On the stage of the Théâtre des Abbesses, Snow-White gets a serious makeover…

“I play the evil part in this tale…but that’s just the point, everything you’ve been told is false. And I know someone who is far from white as snow. Nobody has ever asked me for my version of the facts. Well, since you’re here, I’m going to give you the true story». So states the evil stepmother at the beginning of the tale. We are warned: Snow White gets a serious makeover by the La Cordonnerie company who turns the tale into something fresh and new with this delightful stage version playing at the Théâtre des Abbesses in Paris, during the entire holiday season.

Snow White or the Fall of the Berlin Wall” is primarily delightful by the way in which it revisits the myth. Here we are in the late 1980s, in a Parisian suburb high-rise which is part of a social housing complex pretentiously named:  “The Kingdom”. Elizabeth, a flight attendant in her forties, is singlehandedly bringing up her step-daughter, Blanche (Snow White), an impossible teenager typical of her age group.

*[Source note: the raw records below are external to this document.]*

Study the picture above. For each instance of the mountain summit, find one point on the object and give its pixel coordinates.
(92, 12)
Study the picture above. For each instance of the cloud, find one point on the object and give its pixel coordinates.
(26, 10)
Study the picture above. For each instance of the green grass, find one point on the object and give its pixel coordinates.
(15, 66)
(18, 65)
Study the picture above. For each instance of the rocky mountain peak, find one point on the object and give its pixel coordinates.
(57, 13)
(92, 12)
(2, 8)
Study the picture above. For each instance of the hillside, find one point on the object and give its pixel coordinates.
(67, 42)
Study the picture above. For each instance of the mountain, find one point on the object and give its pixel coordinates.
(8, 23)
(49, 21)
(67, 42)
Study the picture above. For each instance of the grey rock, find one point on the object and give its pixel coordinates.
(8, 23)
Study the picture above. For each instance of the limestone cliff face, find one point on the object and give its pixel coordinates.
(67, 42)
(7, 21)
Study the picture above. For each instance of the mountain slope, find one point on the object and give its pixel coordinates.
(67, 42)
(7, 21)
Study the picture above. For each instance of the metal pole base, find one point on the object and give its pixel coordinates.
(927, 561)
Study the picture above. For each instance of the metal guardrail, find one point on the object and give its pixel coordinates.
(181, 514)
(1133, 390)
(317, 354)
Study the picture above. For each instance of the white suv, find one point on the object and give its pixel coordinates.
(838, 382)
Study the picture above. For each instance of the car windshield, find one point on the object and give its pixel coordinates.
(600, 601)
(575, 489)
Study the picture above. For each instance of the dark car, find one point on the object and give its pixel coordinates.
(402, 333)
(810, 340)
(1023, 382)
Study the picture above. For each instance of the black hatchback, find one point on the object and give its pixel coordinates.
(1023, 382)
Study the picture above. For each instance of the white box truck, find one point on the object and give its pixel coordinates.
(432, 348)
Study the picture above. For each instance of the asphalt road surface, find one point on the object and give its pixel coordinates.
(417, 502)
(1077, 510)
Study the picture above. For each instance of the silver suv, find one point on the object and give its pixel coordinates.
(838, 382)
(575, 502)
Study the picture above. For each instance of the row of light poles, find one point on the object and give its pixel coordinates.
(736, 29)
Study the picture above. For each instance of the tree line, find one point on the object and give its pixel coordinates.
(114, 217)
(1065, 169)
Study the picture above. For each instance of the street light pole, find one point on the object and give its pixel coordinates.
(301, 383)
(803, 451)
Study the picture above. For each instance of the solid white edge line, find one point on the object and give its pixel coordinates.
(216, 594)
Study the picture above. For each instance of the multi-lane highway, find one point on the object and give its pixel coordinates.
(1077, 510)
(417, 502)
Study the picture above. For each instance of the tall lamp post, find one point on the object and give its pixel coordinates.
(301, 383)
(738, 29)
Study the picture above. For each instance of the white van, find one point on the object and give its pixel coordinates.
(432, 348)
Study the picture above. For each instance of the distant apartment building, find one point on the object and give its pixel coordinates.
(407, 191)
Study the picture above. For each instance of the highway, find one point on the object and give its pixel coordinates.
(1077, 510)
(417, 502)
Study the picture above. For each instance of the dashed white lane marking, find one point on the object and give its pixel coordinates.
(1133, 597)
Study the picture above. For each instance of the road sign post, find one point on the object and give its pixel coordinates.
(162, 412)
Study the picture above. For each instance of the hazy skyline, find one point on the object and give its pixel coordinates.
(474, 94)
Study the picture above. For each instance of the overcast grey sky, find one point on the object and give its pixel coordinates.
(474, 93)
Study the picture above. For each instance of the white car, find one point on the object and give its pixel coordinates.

The young girl lost her mother at birth and her father, a man truly made of thin air, disappeared in Russia when she was 6. He was suddenly hired to become a trapeze artist in a famous Moscow Circus. So Blanche stayed on with Elizabeth. At the time of this story she is fifteen, has a Gothic look, a Prince charming called Abdel, a yearning for independence and the Berlin Wall has yet to crumble.

Theater, film and music

In the version of Snow White by Métilde Weyergans and Samuel Hercule, the artistic directors of La Cordonnerie,  the house in the middle of the forest is a tent set up by the runaway teenager, Dopey, Grumpy and co are actually garden gnomes, and the poisoned fruit becomes a crate of candied apples sent by her distant father for her 16th Birthday, apples which she devours until she is sick to her stomach…And there is definitely a magic mirror: a real mirror, the bathroom mirror of the high-rise apartment, spouting sentences in its deep voice like an echoing chamber for the delusions of the step-mother and the step-daughter.

THE TALE PLAYS ITS ROLE TO PERFECTION, PUTTING FEARS, DELUSIONS AND FAMILY CONFLICTS AT A DISTANCE

This Snow White is also delightful by the way in which the tale is told. As with all their shows, La Cordonnerie joyfully mingles theater, film and music. The filmed images of Elizabeth and Blanche’s daily life are dubbed live on stage by Samuel Hercule and Métilde Weyergans along with the soundtrack effects. This mix between the home-spun craftsmanship of the theater and the animated image always manages to produce a form of poetry. Here, it is particularly successful, playing on an offbeat realism where the magical and the irrational infiltrate, as in life.

As a result, the tale plays its role to perfection, putting fears, delusions and family conflicts at a distance. This is the lesson so craftily formulated in this show: it’s always possible to make the Berlin Walls that rise up in all families crumble – and besides, aren’t all families, an ongoing reconstruction.